With Syria's Western-backed sectarian war for regime-change spilling over into both Iraq and Lebanon between forces that root themselves in divisions between Sunni and Shia, the New York Times has come forward to attribute this nightmare scenario to Washington's insufficient engagement in the region.
"Power Vacuum in Middle East Lifts Militants," declares the voice of liberal imperialism in a January 4 article.
The US "newspaper of record" cites fighting in the Iraqi cities of Fallujah and Ramadi involving "masked gunmen" whom "so many American soldiers died fighting."
It attributes all conflicts in the region to "the emergence of a post-American Middle East in which no broker has the power, or the will, to contain the region's sectarian hatreds."
It is this, we are told, which has allowed "fanatical Islamists" to flourish in both Iraq and Syria.
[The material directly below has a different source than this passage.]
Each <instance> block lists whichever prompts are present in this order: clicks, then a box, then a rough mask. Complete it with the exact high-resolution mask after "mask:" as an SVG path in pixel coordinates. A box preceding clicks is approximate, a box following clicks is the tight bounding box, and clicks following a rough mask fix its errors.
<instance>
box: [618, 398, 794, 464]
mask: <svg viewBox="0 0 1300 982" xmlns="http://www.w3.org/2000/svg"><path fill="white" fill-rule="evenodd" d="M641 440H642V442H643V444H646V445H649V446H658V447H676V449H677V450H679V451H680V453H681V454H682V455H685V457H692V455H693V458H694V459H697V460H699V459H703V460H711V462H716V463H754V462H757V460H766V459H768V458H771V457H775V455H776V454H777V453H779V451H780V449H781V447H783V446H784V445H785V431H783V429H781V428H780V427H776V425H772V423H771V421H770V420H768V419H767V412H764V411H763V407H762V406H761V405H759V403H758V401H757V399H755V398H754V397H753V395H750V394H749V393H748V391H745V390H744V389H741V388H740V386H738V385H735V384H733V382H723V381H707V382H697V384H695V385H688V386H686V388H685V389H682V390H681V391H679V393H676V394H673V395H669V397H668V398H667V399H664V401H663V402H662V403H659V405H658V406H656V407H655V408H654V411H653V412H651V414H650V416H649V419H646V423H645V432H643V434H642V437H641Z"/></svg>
The Times further attributes this situation to struggles between "two great oil powers, Iran and Saudi Arabia, whose rulers -- claiming to represent Shiite and Sunni Islam, respectively -- cynically deploy a sectarian agenda that makes almost any sort of accommodation a heresy."
"Linking all this mayhem is an increasingly naked appeal to the atavistic loyalties of clan and sect," the Times adds.
The newspaper makes a fleeting reference to the United States having "touched off" civil war in Iraq with an invasion that is then justified as an "American nation-building effort."